Ils n'avaient pas fait dix mètres qu'une énième personne s'arrêta sur le trottoir d'en face, pointant du doigts Sakura. Celle-ci maugréa en le remarquant, accéléra le pas, et Naruto repartit dans un grand éclat de rire.
Steve lui ouvrit la portière, et les flaches l'éblouirent. Les hurlements agressèrent ses oreilles, et le froid de dehors la frappa de plein fouet.
Sakura jeta un coup d'œil derrière elle, vérifiant que Naruto la suivait bien.
Elle avait été invitée à un gala de bienfaisance, et pouvant y amener une autre personne, elle avait choisit le blond. Apparemment Hinata, qui descendait semblait-il d'une famille prestigieuse, avait aussi été conviée, et pour son plus grand malheur, avait choisi Sasuke comme cavalier. Sakura en avait été surprise car ne les savait pas proche. C'était Naruto qui lui avait expliqué qu'en réalité, Sasuke et elle se connaissaient depuis l'enfance.
Hinata, amie avec ce connard d'Uchiwa ? Hinata, si douce, si gentille, avec ce sale con ?
Sakura n'en avait pas cru ses oreilles.
Naruto apparut à ses cotés, souriant aux photographes et aux personnes qui s'agglutinaient bruyamment derrière les barrières de sécurité.
Sakura laissa un instant ses yeux trainer sur le jeune homme, séduisant dans un costume noir très sobre. À peine Sakura avait-elle réussi à la lui nouer que la cravate avait disparue, c'est pourquoi elle ne s'étonna pas en constatant que la chemise de Naruto n'était pas boutonnée jusqu'en haut. Les cheveux blonds du jeune homme étaient, comme à leur habitude, dans un désordre charmant, et ses yeux bleus outremer brillaient sous la lumière des flashs. La chemise blanche qu'il portait faisait ressortir sa peau tannée, et Sakura se demanda un instant si elle arriverait à avoir la même carnation que lui si jamais elle s'exposait au soleil assidument.

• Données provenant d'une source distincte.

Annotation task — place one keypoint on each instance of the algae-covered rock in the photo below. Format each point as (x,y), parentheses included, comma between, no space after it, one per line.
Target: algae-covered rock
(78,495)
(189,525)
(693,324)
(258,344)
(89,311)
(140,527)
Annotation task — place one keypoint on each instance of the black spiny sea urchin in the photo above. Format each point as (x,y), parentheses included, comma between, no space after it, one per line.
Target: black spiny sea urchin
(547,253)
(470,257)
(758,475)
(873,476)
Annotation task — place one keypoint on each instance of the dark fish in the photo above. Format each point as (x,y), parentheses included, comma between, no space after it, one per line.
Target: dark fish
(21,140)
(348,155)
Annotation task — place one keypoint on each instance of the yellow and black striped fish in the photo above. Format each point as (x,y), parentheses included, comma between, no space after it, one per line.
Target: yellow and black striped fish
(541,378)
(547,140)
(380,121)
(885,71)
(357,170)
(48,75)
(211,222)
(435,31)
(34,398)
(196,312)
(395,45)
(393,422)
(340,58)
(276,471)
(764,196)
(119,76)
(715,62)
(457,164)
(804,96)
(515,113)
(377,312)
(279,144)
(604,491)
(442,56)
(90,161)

Naruto se tourna vers elle, lui offrant un grand sourire, et Sakura se dit que décidément, il faisait difficilement ses vingt-deux ans, avec cet air idiot accroché au visage.
« Hey Naru- »
Un bruit sourd retentit. Les cris de joie se transformèrent en hurlements de peur, et, comme mue par un réflexe collectif, tout le monde se baissa.
Sakura recula violemment sous le choc de l'impacte. Par réflexe, ses mains se posèrent sur sa poitrine, et ses doigts se maculèrent d'un liquides poisseux et chaud. Ce fut à cette instant que la douleur éclata, lui vrillant la poitrine, irradiant jusque dans ses jambes.
« Na- »
Son cris mourus dans sa gorge.
Elle s'effondra.
Une flaque blanc irisée se forma autour d'elle, imprégnant ses vêtements et le tapis rouge au sol.
« Sakura ! Sakura ! Restes là ! Tu m'ent- »
Un épais voile noir tomba sur son esprit.